Sullen Boy 13


(13)
「……わざわざ拭いてもらって、どうもありがとうございました……。はい、これタオル」
 緒方の目の前にタオルを差し出すアキラの手も、心なしか怒りに震えている。
「オレに渡す前に、芦原の顔をそれで拭く気はないか?」
「……ありません……」
 立ち上がって、アキラの手からタオルを受け取ると、緒方は引き裂かんばかりに強くタオルを
引っ張りながら、忌まわしいものでも見るかのように、床に転がる芦原を見下ろした。
「昨日、オレは碁会所でアキラ君を夕飯に誘いはしたが、キサマを誘った覚えはないぞ……。

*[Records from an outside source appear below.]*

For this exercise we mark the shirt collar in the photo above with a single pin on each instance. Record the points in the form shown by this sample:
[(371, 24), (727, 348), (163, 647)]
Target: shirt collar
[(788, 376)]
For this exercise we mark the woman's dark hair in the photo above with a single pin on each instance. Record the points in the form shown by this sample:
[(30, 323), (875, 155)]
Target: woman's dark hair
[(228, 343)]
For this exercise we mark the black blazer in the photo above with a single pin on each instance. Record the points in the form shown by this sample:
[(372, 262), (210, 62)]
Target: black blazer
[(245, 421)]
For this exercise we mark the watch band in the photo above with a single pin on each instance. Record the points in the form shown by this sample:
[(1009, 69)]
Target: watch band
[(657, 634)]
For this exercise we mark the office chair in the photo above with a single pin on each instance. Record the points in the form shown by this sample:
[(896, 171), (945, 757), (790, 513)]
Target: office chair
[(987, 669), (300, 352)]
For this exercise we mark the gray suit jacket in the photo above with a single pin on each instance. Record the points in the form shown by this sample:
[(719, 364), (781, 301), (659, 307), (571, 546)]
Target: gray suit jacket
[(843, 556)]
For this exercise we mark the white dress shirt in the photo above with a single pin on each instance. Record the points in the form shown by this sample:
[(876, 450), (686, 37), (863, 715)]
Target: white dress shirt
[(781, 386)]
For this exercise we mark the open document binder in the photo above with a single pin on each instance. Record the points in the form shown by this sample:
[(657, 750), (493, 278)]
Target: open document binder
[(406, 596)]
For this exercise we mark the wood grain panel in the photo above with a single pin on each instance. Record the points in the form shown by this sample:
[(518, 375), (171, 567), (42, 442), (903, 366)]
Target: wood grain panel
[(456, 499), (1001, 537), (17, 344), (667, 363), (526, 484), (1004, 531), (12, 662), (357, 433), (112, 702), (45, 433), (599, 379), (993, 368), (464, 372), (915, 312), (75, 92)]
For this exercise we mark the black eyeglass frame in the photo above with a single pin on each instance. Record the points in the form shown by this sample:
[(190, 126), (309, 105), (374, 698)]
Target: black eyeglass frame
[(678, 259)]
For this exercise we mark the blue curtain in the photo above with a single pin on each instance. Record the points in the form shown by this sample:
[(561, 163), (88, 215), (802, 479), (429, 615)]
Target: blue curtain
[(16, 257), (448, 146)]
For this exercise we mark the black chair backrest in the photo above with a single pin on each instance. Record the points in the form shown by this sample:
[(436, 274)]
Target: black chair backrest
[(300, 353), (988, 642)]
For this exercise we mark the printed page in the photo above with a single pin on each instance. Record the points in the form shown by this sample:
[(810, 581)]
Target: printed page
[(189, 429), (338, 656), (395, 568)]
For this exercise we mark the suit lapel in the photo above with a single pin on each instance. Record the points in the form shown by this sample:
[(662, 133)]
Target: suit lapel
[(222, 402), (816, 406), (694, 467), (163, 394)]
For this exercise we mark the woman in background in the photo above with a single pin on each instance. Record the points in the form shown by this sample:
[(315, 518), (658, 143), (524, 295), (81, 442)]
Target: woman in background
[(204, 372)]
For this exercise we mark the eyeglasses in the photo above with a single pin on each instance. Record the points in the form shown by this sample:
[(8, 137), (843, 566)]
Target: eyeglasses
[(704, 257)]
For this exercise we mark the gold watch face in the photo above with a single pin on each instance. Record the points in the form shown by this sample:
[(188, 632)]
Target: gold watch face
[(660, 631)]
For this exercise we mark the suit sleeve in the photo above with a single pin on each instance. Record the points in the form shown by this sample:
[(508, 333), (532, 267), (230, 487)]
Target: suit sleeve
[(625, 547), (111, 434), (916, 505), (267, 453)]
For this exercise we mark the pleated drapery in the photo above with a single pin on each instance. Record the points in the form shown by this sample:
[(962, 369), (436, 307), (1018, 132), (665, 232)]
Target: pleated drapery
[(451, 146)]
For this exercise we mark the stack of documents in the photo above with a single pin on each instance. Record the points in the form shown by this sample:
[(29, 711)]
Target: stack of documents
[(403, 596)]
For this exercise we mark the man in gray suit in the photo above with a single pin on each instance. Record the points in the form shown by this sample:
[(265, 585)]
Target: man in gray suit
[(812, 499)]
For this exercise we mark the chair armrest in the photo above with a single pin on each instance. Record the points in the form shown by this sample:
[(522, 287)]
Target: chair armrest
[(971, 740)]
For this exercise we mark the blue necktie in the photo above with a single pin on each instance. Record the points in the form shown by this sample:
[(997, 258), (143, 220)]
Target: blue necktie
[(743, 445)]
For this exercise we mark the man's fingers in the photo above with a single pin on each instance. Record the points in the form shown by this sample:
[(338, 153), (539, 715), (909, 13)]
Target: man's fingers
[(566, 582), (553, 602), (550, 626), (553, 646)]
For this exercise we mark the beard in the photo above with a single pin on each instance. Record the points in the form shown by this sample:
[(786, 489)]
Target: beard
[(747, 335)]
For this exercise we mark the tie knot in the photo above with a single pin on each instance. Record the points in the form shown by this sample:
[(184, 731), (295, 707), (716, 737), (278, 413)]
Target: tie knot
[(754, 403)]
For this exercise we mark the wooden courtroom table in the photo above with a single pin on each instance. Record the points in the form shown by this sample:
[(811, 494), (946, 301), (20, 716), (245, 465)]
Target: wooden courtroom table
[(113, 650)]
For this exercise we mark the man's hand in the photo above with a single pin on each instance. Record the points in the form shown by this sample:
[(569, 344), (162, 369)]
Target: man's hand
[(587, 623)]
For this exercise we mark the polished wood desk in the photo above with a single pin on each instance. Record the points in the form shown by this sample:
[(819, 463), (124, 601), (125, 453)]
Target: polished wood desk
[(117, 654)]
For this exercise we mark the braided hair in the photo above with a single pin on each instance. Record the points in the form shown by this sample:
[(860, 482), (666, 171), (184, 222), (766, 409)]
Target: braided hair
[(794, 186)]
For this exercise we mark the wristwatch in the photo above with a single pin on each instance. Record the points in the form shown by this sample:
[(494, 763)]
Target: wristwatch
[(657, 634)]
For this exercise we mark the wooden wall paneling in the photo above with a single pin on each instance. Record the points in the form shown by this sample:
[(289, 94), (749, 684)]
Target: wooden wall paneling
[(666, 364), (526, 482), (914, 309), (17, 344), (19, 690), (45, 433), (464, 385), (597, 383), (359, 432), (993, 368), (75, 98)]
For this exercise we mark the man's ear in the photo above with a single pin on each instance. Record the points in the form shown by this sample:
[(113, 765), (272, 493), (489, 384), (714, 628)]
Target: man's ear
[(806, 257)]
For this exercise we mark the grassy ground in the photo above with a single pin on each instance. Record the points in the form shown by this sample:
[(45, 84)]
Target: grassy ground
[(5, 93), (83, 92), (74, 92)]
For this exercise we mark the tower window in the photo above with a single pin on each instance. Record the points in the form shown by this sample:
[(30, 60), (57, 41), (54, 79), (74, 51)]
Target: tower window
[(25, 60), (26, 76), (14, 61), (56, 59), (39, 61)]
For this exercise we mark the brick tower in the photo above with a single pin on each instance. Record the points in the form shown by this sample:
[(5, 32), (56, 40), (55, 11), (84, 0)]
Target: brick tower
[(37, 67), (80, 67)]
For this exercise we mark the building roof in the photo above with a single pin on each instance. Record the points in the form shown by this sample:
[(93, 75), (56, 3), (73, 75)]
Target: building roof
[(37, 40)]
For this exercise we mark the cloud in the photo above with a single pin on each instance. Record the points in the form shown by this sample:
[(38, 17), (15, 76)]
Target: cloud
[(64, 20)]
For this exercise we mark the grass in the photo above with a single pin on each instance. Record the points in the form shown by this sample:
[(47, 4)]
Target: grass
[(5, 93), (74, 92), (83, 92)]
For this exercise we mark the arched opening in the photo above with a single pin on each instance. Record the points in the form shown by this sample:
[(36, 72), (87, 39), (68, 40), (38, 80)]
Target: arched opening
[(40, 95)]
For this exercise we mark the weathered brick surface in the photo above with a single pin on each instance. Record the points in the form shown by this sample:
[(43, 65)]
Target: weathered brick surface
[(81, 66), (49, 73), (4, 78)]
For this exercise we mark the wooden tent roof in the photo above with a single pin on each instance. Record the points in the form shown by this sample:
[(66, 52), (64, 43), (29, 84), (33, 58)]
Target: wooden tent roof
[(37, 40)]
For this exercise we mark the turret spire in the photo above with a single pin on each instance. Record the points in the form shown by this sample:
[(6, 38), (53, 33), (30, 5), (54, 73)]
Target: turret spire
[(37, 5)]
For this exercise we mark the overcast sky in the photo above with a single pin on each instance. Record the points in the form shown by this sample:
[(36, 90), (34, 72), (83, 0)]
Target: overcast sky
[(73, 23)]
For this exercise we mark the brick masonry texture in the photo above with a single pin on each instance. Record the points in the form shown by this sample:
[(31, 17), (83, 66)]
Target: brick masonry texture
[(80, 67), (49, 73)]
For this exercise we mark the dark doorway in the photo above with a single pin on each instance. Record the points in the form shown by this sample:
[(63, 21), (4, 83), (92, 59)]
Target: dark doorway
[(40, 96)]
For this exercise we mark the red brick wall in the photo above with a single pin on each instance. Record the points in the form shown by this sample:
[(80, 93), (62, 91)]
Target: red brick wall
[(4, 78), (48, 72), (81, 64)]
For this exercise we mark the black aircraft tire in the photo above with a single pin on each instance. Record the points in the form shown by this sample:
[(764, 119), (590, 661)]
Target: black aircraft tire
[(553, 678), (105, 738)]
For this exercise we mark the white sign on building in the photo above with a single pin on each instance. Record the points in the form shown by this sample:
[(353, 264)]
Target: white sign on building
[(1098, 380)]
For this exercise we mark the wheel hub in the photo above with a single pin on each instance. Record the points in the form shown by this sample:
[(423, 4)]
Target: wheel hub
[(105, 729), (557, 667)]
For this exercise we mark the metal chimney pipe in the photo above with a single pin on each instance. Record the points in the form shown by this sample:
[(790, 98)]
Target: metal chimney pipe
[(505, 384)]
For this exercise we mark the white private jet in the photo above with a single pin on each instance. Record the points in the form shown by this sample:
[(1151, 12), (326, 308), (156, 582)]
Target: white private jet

夕飯だけならまだしも、明日は日曜日だしとか適当な理由を付けて、コンビニで酒やら何やら
買わせた挙げ句、オレの部屋までノコノコとついて来やがって……」
「……ボクもついて来ましたけど?」
「アキラ君はコイツに引っ張られて、仕方なくついて来たんだろ?キミに罪はない。むしろ、
アキラ君なら歓迎するさ。……だが、コイツはだなァ……」
「……でも、ボク緒方さんのベッドを占領してるんですけど……。迷惑じゃありませんか?」
「未成年のアキラ君を深夜の酒の席につきあわせるわけにはいかないからな。キミは先に寝室の
オレのベッドで寝て、飲み終わってからオレはそこのソファで寝て、芦原は床に転がしておく。
実に合理的な方法だと思わないか?」
「…………」
 アキラは額を手で押さえたまま、しばらく黙り込んでしまった。